RUINING THINGS FOR YOU BECAUSE I AM A PETTY, PETTY MAN...

Pick a number, double it, add 10, divide it by 2, then minus it by the number you started with. You got 5.

     Saw that on a Twitter post earlier today. Okay, Twitter limits your posts to a maximum of 140 characters so I'll forgive the improper use of math terms and grammar but what remains is not at all amazing. Have you ever broken it down before or were you content with the mathematical slight-of-hand? Taken in steps, it looks like this:

Pick any number:
Okay, let's go with a variable instead so that we may represent all numbers and not just integers including (but not necessarily limited to) fractions, decimals, irrational, and imaginary numbers.
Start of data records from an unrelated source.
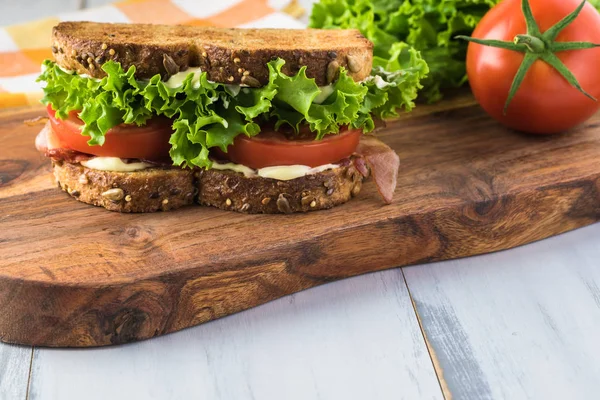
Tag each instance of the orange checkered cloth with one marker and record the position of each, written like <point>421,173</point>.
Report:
<point>23,47</point>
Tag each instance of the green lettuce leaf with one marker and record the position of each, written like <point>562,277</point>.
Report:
<point>427,25</point>
<point>209,115</point>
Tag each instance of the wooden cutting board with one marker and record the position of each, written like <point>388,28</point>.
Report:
<point>76,275</point>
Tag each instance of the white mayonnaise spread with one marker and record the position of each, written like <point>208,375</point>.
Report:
<point>281,172</point>
<point>326,91</point>
<point>176,80</point>
<point>113,164</point>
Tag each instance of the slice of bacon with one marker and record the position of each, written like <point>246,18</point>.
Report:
<point>46,142</point>
<point>383,162</point>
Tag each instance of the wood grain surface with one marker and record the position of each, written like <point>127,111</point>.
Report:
<point>354,339</point>
<point>75,275</point>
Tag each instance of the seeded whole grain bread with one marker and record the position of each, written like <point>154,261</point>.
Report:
<point>163,189</point>
<point>153,189</point>
<point>228,55</point>
<point>231,190</point>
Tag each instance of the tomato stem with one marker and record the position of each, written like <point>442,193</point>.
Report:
<point>533,44</point>
<point>538,46</point>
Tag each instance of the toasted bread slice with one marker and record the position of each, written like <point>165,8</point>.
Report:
<point>163,189</point>
<point>149,190</point>
<point>231,190</point>
<point>236,56</point>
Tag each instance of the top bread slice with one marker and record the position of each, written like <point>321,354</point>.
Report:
<point>227,55</point>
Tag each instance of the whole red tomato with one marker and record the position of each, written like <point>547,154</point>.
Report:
<point>545,102</point>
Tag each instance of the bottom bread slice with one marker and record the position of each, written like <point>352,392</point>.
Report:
<point>149,190</point>
<point>162,189</point>
<point>230,190</point>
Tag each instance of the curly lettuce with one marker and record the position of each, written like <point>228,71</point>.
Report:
<point>427,25</point>
<point>209,115</point>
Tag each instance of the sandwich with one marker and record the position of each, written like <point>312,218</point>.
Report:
<point>145,118</point>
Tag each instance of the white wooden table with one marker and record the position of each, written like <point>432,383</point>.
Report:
<point>521,324</point>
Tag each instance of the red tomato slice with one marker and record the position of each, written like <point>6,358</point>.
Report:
<point>545,101</point>
<point>270,148</point>
<point>148,142</point>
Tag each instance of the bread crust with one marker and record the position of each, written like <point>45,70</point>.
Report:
<point>163,189</point>
<point>150,190</point>
<point>229,190</point>
<point>227,55</point>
I choose the old standby n.

Double that number:
2n

Add 10 to that product:
2n + 10

Divide that sum by 2:
(2n + 10) / 2

Subtract from that quotient, your original number:
[(2n + 10) / 2] - n

The difference will be 5:
Wow! Amazing!

However, let's break it down as we go this time:

Pick any number:
n

Double that number:
2n

Add 10 to that product:
2n + 10
Take note that this is the last step given to the participant which cannot be simplified.

Divide that sum by 2:
(2n + 10) / 2
simplify:
(2n / 2) + (10 / 2)
n + 5
The purpose of the Step Four is to undo Step Two. With the appearance of the number 5, the step also reveals that to control this equation for any result, simply double whatever you desire to be the outcome. In other words, had you wanted 7 to be the resultant difference, you would require the participant to add 14 to their (now doubled) original number.
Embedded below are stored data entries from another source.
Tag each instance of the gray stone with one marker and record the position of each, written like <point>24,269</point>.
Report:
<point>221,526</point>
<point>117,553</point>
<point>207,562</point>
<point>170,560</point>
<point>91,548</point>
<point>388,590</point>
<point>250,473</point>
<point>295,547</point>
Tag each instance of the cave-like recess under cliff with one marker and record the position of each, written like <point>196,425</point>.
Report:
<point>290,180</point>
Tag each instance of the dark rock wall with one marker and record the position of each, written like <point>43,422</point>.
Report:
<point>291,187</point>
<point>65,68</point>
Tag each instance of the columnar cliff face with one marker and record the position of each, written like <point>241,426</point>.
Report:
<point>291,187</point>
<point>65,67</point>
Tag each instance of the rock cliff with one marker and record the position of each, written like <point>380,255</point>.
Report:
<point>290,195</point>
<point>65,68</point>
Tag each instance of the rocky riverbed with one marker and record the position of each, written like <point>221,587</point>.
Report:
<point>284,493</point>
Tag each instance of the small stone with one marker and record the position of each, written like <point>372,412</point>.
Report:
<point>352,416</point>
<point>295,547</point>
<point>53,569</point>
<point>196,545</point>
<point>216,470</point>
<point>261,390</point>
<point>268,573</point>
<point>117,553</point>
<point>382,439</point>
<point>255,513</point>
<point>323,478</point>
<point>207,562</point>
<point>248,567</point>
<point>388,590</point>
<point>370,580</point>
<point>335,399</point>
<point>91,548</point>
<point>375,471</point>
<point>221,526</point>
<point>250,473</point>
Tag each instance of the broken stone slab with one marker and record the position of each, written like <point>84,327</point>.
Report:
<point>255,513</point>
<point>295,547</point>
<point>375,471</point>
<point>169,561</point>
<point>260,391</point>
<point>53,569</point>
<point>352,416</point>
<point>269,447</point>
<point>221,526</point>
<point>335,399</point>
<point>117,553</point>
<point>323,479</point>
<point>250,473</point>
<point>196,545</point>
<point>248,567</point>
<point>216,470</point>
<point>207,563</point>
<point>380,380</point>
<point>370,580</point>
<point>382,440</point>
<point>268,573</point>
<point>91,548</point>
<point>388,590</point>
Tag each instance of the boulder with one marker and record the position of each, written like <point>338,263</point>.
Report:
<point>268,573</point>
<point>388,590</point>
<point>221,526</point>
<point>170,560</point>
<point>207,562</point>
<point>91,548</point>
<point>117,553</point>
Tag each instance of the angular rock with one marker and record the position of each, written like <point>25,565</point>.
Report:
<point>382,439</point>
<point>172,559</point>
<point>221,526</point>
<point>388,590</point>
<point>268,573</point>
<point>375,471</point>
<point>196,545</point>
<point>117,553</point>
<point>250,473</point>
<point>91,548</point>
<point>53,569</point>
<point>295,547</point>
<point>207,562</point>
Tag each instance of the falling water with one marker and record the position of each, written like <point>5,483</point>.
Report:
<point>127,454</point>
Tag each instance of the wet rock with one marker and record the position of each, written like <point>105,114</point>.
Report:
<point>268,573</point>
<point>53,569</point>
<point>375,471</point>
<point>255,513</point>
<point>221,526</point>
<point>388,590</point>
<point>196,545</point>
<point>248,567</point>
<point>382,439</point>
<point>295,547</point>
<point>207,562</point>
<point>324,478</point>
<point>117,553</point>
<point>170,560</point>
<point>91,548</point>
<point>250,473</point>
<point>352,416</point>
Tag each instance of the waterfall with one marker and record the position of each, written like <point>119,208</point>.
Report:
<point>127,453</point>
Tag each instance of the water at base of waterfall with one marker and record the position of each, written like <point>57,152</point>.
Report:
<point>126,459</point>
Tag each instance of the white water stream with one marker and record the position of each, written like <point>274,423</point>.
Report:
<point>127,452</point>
Subtract from that quotient, your original number:
(n + 5) - n
simplify:
5
The purpose of the Step Five is to undo Step One. You know, the one thing you actually did that the host could not anticipate. But had he done this right away, you would have caught on so, through the flourish of busywork, the host has successfully distracted you from this exercise's preordained conclusion, bestowing upon him the suggestion of clairvoyance provided that you, the participant, choose not to reflect upon it too deeply (or at all). One might also think of this exercise as an intelligence test of sorts based on how it is repeated to others. Did you change the addend in Step Three, or leave it at 10? Did you suggest tripling or halving the original number (and yours as well) in Step Two, or did you leave it at doubling? I'm sure you can think of many other ways one might manipulate this equation ;-)

The difference will be 5:
Not so amazing this time around, right? Now take this knowledge and have some fun with your friends!